She finds him sitting on her doorstep, and for a second she thinks he's lost - or that he's finally figured out Jane basically lives with her….and she doesn't know what to do.

But when she steps out the front door, blinking owlishly down at him for a few seconds before crouching beside him on the stairs like he's a time bomb about to explode, he just turns his head and smiles at her.

But there are tears in his eyes - and Maura, poor Maura, she has no idea why she has to see this, she doesn't know how to deal with a man like Casey in pain. Not when she hardly feels for him at all. Not when, though she feels sympathy for him, she still has to pretend to like him, every time Jane says his name.

"Casey." She states, and it doesn't come out as sweetly as she hoped. It's a demand. It's a 'pull yourself together and tell me what you're doing here", even through her tender smile. Thankfully, he gets the message and takes it gracefully, swallows roughly and says,

"I didn't tell her."

He wrings his hands and Maura is sickened with herself, with the fact that even to sooth him, she wouldn't touch them. They've been places that her hands have never been - but have they touched Jane's like hers have? Have they massaged the scars?

He breaks her out of her pondering, and her heart lurches because,

"I didn't tell her the surgery might kill me,"

Why was he telling her this?

"I'm sorry," she says thickly. She's sorry because he's probably going to die. She's sorry because Jane is hurting, and this would hurt her even more. She's sorry because he is a coward.

"I don't want you to be sorry!" He snaps, lashing out, but then he takes a deep breath and lowers his voice again, and his eyes connect with hers so intimately that although all she wants to do is look away, she can't seem to. "I don't - I just want to know she's taken care of, when I'm gone. Even if I survive, no matter what…I'm no good for her."

It is now that she darts her eyes away, staring off into the foggy night. "What do you expect me to do?"

"I know you love her," he confesses, and she can hear the wince in his voice, the deep tremble of the words he never wanted to utter. Her brain all but fries as she tries to comprehend the levity of the situation, but even as she fails at that she opens her mouth and she's talking, saving, protecting herself,

"I - yes, I love her very much. As - a friend, but…"

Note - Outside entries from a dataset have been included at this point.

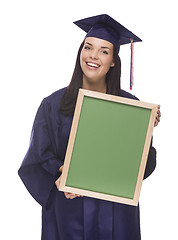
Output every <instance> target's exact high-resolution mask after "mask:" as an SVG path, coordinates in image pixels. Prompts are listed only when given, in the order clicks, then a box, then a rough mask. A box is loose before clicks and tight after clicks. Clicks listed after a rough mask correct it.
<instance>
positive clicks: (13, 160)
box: [0, 0, 178, 240]
mask: <svg viewBox="0 0 178 240" xmlns="http://www.w3.org/2000/svg"><path fill="white" fill-rule="evenodd" d="M102 13H107V14H109V15H111V16H112V17H113V18H115V19H116V20H118V21H119V22H120V23H121V24H123V25H124V26H126V27H127V28H128V29H129V30H131V31H133V32H134V33H135V34H136V35H138V36H139V37H140V38H141V39H142V40H143V42H142V43H136V44H135V48H134V55H135V57H134V79H135V85H134V90H133V91H132V93H133V94H135V95H136V96H137V97H139V98H140V99H141V100H143V101H147V102H152V103H156V104H160V105H161V112H162V119H161V123H160V124H159V126H158V127H157V128H155V130H154V146H155V147H156V149H157V168H156V171H155V172H154V173H153V174H152V176H151V177H149V178H148V179H147V180H145V181H144V183H143V188H142V192H141V198H140V207H141V231H142V239H143V240H150V239H151V240H157V239H176V238H177V216H178V204H177V183H178V177H177V168H178V164H177V161H178V157H177V134H178V127H177V125H178V124H177V123H178V114H177V86H178V84H177V79H178V77H177V75H178V67H177V59H178V43H177V42H178V33H177V22H178V18H177V5H176V1H173V0H169V1H164V0H149V1H143V0H140V1H139V0H135V1H131V0H124V1H118V0H117V1H113V0H110V1H96V0H95V1H93V0H90V1H77V0H75V1H67V0H66V1H60V0H51V1H49V0H43V1H42V0H35V1H34V0H31V1H27V0H21V1H20V0H15V1H13V0H4V1H3V0H1V1H0V86H1V87H0V113H1V118H0V121H1V124H0V141H1V142H0V148H1V149H0V151H1V155H0V156H1V159H0V161H1V164H0V166H1V169H0V190H1V194H0V221H1V222H0V226H1V231H0V238H1V239H3V240H9V239H18V240H24V239H25V240H31V239H33V240H38V239H40V234H41V208H40V206H39V205H38V204H37V203H36V202H35V201H34V200H33V199H32V197H31V196H30V195H29V193H28V192H27V191H26V189H25V187H24V186H23V184H22V182H21V181H20V179H19V177H18V175H17V171H18V168H19V167H20V164H21V162H22V160H23V157H24V155H25V153H26V151H27V148H28V144H29V139H30V132H31V127H32V123H33V119H34V116H35V114H36V111H37V108H38V106H39V104H40V102H41V100H42V99H43V98H44V97H46V96H48V95H49V94H51V93H52V92H54V91H56V90H57V89H60V88H62V87H64V86H67V85H68V83H69V82H70V78H71V75H72V72H73V68H74V64H75V59H76V54H77V51H78V48H79V45H80V43H81V42H82V40H83V38H84V36H85V33H84V32H82V30H80V29H78V28H77V27H76V26H75V25H74V24H73V23H72V22H73V21H75V20H78V19H81V18H85V17H90V16H94V15H97V14H102ZM120 57H121V60H122V88H123V89H125V90H127V91H129V67H130V46H129V45H126V46H123V47H121V51H120Z"/></svg>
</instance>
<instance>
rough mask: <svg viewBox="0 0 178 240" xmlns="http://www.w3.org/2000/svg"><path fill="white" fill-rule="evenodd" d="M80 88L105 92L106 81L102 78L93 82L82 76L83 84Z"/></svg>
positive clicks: (104, 92) (92, 90)
mask: <svg viewBox="0 0 178 240" xmlns="http://www.w3.org/2000/svg"><path fill="white" fill-rule="evenodd" d="M82 88H83V89H86V90H90V91H95V92H101V93H106V89H107V87H106V81H105V79H102V80H101V81H97V82H93V81H89V80H86V79H85V78H84V77H83V84H82Z"/></svg>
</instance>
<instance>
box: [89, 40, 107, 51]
mask: <svg viewBox="0 0 178 240" xmlns="http://www.w3.org/2000/svg"><path fill="white" fill-rule="evenodd" d="M85 44H88V45H90V46H93V44H91V43H89V42H85ZM101 48H104V49H106V48H107V49H109V50H111V49H110V48H108V47H104V46H102V47H101Z"/></svg>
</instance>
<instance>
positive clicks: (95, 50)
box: [90, 50, 98, 59]
mask: <svg viewBox="0 0 178 240" xmlns="http://www.w3.org/2000/svg"><path fill="white" fill-rule="evenodd" d="M90 58H91V59H98V51H97V50H93V51H91V52H90Z"/></svg>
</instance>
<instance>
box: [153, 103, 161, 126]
mask: <svg viewBox="0 0 178 240" xmlns="http://www.w3.org/2000/svg"><path fill="white" fill-rule="evenodd" d="M160 118H161V112H160V105H159V106H158V111H157V114H156V119H155V125H154V126H155V127H156V126H158V123H159V122H160Z"/></svg>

Because she's a coward too.

"Dr. Isles," he interrupts, tiredly, and the formality strikes her as odd, until she thinks, well, maybe he no longer wants to be connected intimately with the woman who is so intimate with the love of his life.

No, the love of her life….and suddenly, everything seems so easy,

"I love her," she whispers, a confession.

"So do I,"

and everything seems so impossible again.

But he marches on, even though she's fighting a gasp and trying not to clutch at her heart, and if she said that she was okay right now, she'd be breaking out in hives and -

"So do I!" He says again, just to interrupt her floundering - and if she was Jane she'd snap, "yea? Rub it in, will ya?" but since she's not, she silently cries, a tear sliding down her cheek - "but, even if my legs heal and everything turns out alright, if they called me back to Afghanistan?…I'd go. I love her, I always will. But I'd go. I would leave her…"

He touches her knee, and she tries not to flinch away, instead taking it as the cue that it is - a cue to look at him, again.

"You…Maura," her name chokes out of him like a mixture between a prayer and a curse, "That's the difference between you and me. You never leave her."

She nods, because it's the truth. And he repeats it again,

"Never leave her." As he gets up on shaky legs, all metal crutches and brute arm strength, she nods again. This time, it sounds like a soldier's command. And she promises herself, right then, that though she'd never bow down to the words of a too-proud soldier, she would do this. For herself…for him. For Jane.

"Jane" she whispers it into the night, as Casey vanishes from sight, and she realizes that she has never had more of a reason to stay alive. She wonders if Casey could be cowardly enough to die, with the raw energy of that woman living in his heart.

She decides it doesn't matter. He'd seen the way Maura looks at her. And maybe he'd even seen Jane looking back. He'd given up long ago. One way or another…he was never going to return.

She gets up from her porch, conscious of how easy it is for her to do so, and smiles sadly as she enters her home, knowing that a lonely detective who had cried herself to sleep lies waiting in her bed, just looking for some comfort.

(She hopes that's not all she'll ever be. But she's hopelessly devoted… So she'll take it anyway).